Le journal Les Echos, dans son article du 27 janvier (lire l’article), met en lumière l’« inquiétant recul du quotient intellectuel », notamment en Europe du Nord.

En question, la baisse du niveau d’études, la génétique, la consommation de stupéfiants… mais également l’augmentation des perturbateurs endocriniens, enrayant le bon fonctionnement du cerveau humain, parmi lesquels le chlore, le brome ou encore le fluor, retrouvés pour la fabrication du PVC, des insecticides ou dans la composition d’émulsifiants.

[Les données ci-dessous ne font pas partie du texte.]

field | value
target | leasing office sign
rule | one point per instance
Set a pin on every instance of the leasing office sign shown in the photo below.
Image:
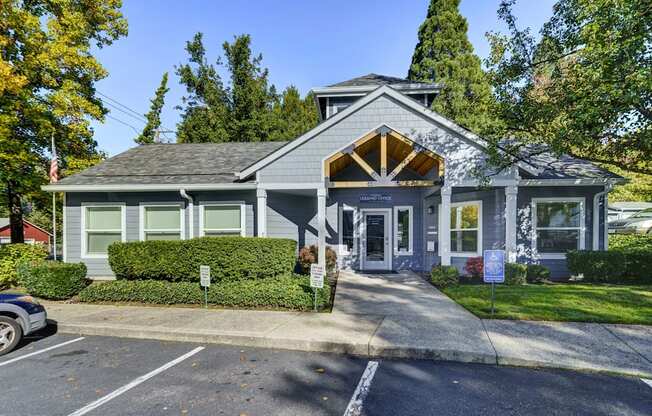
(375, 198)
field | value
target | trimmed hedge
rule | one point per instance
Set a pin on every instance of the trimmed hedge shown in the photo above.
(442, 276)
(285, 292)
(630, 241)
(598, 266)
(12, 255)
(515, 273)
(52, 279)
(537, 273)
(230, 258)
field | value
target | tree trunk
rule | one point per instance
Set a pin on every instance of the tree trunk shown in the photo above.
(15, 214)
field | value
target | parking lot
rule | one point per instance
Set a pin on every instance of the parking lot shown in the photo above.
(55, 374)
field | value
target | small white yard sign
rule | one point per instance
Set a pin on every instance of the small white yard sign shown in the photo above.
(205, 276)
(317, 276)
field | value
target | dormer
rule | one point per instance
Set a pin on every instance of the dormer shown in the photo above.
(334, 98)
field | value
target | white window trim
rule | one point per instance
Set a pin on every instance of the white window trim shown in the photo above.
(243, 216)
(477, 253)
(342, 248)
(123, 231)
(410, 250)
(581, 228)
(182, 218)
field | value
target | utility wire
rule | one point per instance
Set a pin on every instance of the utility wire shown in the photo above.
(123, 122)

Des substances chimiques dont les industries raffolent et que pointe du doigt B. Demeneix, physiologiste :

 

« Un grand nombre de molécules inventées par la chimie pour les besoins de l’industrie (…) sont susceptibles d’interférer avec le système thyroïdien et de l’empêcher d’orchestrer harmonieusement le développement du cerveau. »

 

Dans ce contexte, Julien BLANVILLAIN, Dirigeant de Semeo, souligne la nécessité d’une analyse approfondie des eaux résiduaires lors du processus de traitement des eaux usées, et tout particulièrement des effluents industriels. L’enjeu : détecter toute substance présentant un risque sanitaire pour mettre en place un processus de traitement des eaux adapté, permettant l’élimination de tout risque sanitaire.